14 November 2015
By David O’Sullivan
How many times have you tried to buy some tiny item in a shop and have had to say “I’m sorry I only have a 50 [euro note]… from the ATM”?
Maybe its a throwback to Celtic Tiger when a 50 euro note was the minimum people would be seen with, or a conspiracy theory designed to promote a cashless society and reply on debit cards? in truth it’s neither of those things it is just a convention that has existed in Ireland where ATMs only dispense higher value notes.
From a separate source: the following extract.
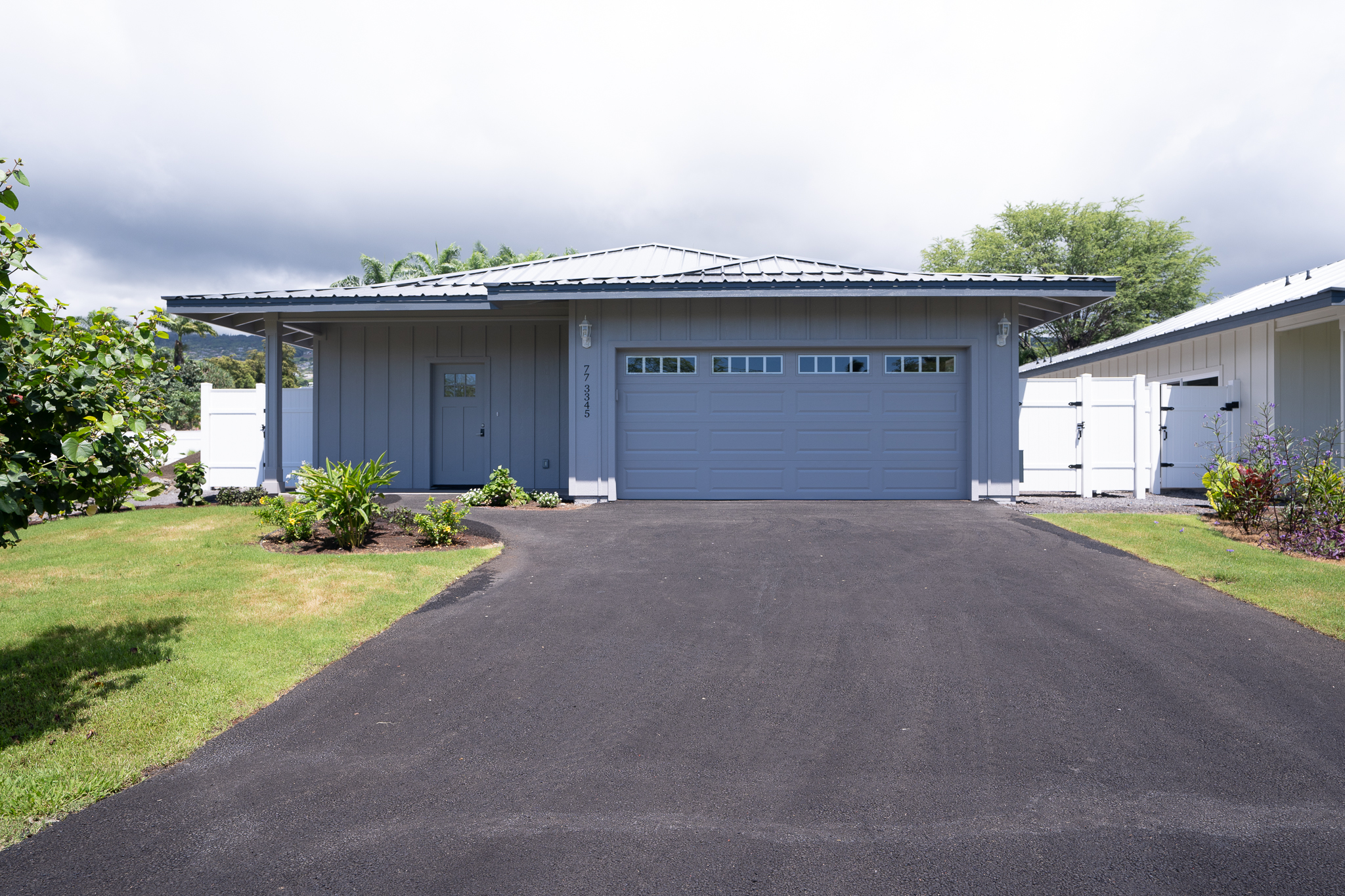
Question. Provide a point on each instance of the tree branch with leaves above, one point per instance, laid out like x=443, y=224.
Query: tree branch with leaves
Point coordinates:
x=1161, y=268
x=77, y=423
Fianna Fáil Spokesperson on Finance is Carrigaline based TD Michael McGrath. He has has called on the banks to provide evidence that they are complying with recommendations of the National Payments Plan, approved in April 2013, which aimed to achieve a significant increase in the number of €10 notes dispensed from ATMs. Up to that time cash dispensing machines were restricted to €20 and €50 denominations in the vast majority of cases. This was contrary to the norm in Europe where €5 and €10 are routinely available.
Deputy McGrath has also called for the targets for €10 notes to be increased significantly.
Deputy McGrath said
“I believe customers have a strong preference for being able to access a variety of denominations of notes in order to be able to meet their out of pocket cash expenses. Many people prefer not to have to carry around €50 notes. This reflects tight consumer budgets and security concerns. I believe there is a considerable convenience element for consumers, particularly pensioners and those on low incomes in being able to access smaller value notes. It is also unfair on traders if consumers, who wish to use cash for small purchases, are forced to hand over a €50 note every time.”
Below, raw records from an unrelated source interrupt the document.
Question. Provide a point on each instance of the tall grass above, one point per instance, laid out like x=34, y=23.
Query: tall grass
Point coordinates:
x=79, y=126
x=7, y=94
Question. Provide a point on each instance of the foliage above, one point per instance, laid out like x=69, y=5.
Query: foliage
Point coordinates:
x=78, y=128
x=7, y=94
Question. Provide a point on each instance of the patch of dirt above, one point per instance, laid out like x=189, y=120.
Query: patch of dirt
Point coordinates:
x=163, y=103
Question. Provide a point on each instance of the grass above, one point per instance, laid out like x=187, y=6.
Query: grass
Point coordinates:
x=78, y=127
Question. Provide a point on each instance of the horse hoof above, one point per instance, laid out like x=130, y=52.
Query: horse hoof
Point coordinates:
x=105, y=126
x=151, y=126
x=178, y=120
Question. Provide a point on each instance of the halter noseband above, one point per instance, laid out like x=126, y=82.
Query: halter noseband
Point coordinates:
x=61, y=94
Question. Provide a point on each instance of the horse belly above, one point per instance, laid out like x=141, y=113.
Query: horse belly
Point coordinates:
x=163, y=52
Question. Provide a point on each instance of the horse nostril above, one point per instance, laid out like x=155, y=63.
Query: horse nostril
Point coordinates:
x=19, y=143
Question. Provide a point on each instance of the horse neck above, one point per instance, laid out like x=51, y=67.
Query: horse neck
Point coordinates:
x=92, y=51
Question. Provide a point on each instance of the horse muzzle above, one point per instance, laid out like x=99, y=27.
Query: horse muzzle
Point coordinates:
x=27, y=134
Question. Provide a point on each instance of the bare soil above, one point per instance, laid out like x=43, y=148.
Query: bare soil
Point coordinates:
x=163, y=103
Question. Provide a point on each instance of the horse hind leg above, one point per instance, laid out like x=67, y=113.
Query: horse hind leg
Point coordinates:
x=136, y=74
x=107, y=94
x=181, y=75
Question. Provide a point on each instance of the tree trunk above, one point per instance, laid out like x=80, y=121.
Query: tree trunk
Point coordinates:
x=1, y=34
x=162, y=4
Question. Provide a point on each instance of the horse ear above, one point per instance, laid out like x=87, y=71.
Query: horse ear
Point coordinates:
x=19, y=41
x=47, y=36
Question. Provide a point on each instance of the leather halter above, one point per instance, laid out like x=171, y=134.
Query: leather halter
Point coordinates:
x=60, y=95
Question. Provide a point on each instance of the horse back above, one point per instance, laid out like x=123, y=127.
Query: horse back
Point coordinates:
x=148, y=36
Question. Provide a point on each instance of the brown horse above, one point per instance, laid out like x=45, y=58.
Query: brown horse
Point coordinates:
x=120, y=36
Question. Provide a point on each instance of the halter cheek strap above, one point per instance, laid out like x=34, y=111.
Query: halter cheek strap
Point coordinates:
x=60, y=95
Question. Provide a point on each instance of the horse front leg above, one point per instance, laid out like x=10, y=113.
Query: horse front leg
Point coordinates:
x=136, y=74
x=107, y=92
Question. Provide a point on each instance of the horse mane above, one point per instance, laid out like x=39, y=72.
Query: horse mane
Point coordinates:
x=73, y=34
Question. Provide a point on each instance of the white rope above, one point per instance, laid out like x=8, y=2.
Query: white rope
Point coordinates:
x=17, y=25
Under the National Payments Plan, banks were due to achieve a target of 5% of all notes by volume distributed from non-retailer ATMs to be €10 notes from Q3 2014. According to the Central Bank, these targets are being met but there is considerable doubt among consumers that this is being consistently met in practice.
Here at TheCork.ie office we cannot remember the last time we got a €10 note at an ATM machine, and we never were able to withdraw €5… ever!
Conlcuding, Deputy McGrath commented
“There is an onus on the banks and the Central Bank to demonstrate that these targets actually being implemented and, to go further, and significantly increase the targets. The issue has being brought in to sharper focus lately with the announcement from Bank of Ireland that it is placing restrictions on in branch cash transactions. We know the banks will do what’s best for them, not necessarily what is most convenient for their customers. I believe the banks should also look at capping ATM withdrawal charges for people on low incomes who need to access small amounts of cash on a regular basis.”